Stanbury threw him a sidelong glance but kept walking.
"The first is not hard, the second will raise questions. What will their work be?"
"It will be in support of Dorak against Yarron."
"Against? In what sense?"
"War."
Stanbury stopped in his tracks.
"What?" he exclaimed, louder than he had intended. "The Dorakian and Yarronese wardens have a truce goingback decades, they are even developing that small, newly discovered Black Hills Callhaven together."
"Nevertheless, they will soon be making declarations, selecting seconds, petitioning for a council of delegates, and making territorial claims. Bartolica will second Dorak, count on that."
Stanbury thought this through for a moment. His new region shared a border with both Dorak and Yarron, but it was not prime territory.
"How will a few artisans affect the outcome of a war?" he scoffed. "Even a minor war of, say, seventy dueling pairs?"
"They will be guildsmen artisans, and they will be the price of services rendered. Your guilds guard their artisans well, and the people who sent me here have seen little return after four years of expense. The artisans are a symbol, a deposit, a holding fee. Certain factions at home will lose credibility if I can supply gunsmiths who are willing to train our own artisans in the making of reaction guns, for example."

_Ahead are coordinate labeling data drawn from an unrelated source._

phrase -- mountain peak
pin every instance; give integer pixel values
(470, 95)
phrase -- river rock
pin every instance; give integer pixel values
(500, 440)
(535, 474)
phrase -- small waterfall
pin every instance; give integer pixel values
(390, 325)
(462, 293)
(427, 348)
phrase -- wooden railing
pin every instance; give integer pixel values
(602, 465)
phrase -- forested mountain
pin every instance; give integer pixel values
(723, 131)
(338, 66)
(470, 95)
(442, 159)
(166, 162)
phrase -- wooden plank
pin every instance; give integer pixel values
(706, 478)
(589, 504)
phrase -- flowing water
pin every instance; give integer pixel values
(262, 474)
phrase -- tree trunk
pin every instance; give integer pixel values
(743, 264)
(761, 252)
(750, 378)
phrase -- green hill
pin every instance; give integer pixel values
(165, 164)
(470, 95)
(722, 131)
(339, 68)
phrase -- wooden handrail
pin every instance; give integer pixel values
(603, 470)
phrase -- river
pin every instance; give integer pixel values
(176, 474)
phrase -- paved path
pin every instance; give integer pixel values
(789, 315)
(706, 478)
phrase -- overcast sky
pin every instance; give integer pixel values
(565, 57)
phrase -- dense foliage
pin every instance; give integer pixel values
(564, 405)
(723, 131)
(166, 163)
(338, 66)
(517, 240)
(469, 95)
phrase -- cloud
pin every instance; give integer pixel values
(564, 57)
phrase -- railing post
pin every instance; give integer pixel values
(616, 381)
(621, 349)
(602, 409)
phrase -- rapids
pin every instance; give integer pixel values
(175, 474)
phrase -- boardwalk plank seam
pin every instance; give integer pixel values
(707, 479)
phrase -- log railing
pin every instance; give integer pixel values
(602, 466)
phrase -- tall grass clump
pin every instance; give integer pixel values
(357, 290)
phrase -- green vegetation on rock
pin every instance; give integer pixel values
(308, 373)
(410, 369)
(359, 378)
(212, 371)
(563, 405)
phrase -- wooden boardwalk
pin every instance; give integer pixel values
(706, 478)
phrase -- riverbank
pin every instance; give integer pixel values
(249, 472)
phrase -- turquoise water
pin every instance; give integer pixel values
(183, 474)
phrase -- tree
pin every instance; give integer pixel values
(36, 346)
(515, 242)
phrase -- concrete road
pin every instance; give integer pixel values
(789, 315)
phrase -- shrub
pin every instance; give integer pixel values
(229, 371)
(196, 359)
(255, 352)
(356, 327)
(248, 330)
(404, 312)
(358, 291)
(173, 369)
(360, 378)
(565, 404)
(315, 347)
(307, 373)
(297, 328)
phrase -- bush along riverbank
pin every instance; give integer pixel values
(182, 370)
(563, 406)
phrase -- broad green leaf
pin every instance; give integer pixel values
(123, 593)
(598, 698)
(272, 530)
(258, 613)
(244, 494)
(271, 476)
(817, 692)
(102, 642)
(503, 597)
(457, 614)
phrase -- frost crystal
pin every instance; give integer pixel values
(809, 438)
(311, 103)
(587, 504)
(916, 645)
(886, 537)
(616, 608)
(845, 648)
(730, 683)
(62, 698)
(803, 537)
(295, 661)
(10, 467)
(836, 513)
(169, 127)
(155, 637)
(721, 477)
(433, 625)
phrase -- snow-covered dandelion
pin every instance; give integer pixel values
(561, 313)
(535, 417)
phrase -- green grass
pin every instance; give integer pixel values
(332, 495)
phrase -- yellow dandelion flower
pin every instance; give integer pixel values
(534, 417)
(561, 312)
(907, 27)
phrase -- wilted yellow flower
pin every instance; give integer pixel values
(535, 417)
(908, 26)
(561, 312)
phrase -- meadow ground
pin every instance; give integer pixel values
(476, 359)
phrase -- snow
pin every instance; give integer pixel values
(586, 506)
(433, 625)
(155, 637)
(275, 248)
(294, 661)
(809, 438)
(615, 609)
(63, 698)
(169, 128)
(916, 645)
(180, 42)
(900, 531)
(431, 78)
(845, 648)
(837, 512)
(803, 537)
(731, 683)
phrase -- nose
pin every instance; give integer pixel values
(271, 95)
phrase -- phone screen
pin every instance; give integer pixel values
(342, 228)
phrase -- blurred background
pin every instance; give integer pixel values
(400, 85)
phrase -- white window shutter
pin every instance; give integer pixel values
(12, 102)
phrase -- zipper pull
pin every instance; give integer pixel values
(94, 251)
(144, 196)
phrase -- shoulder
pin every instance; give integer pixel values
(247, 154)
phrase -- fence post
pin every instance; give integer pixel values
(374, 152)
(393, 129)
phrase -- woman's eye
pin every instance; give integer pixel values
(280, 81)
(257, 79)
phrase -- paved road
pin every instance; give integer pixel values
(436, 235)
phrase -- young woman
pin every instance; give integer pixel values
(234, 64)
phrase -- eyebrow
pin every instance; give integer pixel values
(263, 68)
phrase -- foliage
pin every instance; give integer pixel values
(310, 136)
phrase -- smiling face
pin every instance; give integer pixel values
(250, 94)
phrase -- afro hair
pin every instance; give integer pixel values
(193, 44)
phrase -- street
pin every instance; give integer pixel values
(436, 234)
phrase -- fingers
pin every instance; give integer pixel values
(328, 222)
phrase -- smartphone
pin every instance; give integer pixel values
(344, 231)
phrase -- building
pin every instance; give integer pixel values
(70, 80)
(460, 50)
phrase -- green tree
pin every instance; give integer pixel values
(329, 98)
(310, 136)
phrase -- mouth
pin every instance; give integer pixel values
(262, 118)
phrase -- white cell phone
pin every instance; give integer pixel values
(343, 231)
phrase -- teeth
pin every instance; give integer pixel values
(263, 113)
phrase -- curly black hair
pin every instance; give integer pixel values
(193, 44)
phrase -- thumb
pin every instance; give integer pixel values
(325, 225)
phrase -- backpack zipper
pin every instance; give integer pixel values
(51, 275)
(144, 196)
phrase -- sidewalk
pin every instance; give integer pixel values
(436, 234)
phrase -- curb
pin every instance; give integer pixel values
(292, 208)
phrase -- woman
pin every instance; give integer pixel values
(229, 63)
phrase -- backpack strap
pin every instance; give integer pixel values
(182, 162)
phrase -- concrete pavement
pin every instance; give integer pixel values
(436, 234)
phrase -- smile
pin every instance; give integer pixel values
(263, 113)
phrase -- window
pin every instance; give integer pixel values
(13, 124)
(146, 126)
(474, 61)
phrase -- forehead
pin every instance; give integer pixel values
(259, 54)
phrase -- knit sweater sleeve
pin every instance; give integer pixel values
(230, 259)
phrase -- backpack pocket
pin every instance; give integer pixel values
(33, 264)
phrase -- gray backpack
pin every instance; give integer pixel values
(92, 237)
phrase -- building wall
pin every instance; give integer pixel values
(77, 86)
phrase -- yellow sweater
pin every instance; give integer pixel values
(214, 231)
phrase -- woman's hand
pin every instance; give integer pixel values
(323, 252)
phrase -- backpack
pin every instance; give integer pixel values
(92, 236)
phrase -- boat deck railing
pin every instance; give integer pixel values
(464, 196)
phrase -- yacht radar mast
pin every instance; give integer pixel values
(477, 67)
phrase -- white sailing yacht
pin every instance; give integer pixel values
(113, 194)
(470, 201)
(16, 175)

"And will those reaction guns come back to us in the hands of Mexhaven carbineers?"
"Governor, we have a whole continent to conquer, we have no interest in your dry and poor mountains. The reaction guns are for our internal struggles, to make our own sailwings invincible. Remember, our sailwings are far, far in advance of yours."

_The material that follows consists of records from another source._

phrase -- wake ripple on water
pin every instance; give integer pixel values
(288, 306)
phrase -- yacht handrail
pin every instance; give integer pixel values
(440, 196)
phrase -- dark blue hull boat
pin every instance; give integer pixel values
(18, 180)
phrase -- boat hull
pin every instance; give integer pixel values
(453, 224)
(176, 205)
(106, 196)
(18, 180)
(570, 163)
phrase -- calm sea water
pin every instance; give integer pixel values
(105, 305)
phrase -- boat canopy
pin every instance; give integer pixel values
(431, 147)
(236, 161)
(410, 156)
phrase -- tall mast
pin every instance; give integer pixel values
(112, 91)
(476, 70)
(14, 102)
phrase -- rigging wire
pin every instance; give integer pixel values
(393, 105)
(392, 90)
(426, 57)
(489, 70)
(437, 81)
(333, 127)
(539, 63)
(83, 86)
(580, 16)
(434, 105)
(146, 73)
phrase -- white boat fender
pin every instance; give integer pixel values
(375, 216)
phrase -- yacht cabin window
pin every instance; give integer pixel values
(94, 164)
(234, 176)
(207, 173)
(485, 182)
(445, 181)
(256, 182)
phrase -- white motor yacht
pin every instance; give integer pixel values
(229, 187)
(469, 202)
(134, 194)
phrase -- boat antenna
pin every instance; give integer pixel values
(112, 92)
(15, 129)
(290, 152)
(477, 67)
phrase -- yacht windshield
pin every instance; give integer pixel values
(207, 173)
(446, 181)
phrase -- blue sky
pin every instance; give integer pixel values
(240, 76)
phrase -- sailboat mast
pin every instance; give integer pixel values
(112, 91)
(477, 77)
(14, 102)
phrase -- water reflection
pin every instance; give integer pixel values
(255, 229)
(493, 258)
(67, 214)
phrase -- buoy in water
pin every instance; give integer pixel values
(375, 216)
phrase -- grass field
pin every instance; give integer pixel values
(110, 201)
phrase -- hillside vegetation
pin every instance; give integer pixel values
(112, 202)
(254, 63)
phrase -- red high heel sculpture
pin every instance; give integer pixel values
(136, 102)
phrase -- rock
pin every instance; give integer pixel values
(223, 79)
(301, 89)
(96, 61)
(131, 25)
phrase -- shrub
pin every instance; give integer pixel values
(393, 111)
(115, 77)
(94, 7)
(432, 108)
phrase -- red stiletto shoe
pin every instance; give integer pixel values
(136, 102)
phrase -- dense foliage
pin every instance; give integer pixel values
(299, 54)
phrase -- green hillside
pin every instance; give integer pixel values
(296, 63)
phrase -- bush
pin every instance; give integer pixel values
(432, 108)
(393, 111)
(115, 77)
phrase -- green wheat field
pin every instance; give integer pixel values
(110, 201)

"I still cannot understand how your people can build sailwings powered by the sun, yet simple reaction guns and compression engines are beyond your skills."
"Look upon it as a mercantile opportunity, Governor Stanbury. You have something that we will pay for generously."
"And the war between Yarron and Dorak: do you mean to involve me?"
"No, Governor, but you would be advised to claim the credit for our involvement. It will greatly enhance yourstatus with Airlord Leovor the Seventh. Advice can be taken or left, but this is your single chance to seize a magnificent destiny."
Carabas bowed, then took his leave. Stanbury continued on to where his gunwing was being made ready. A steam engine on a cart spun the gunwing's compression engine to life, and while it was warming the flight clerk briefed him on weather, Call vectors, and the gunwing's performance in a test flight made an hour earlier. His ascent was untroubled, and Stanbury banked out over the mountains as he climbed, hoping for a boost from thermals. Looking to port as he turned north, he marveled that so much had changed in the capital over the days past, yet from the air it looked the same as when he had arrived.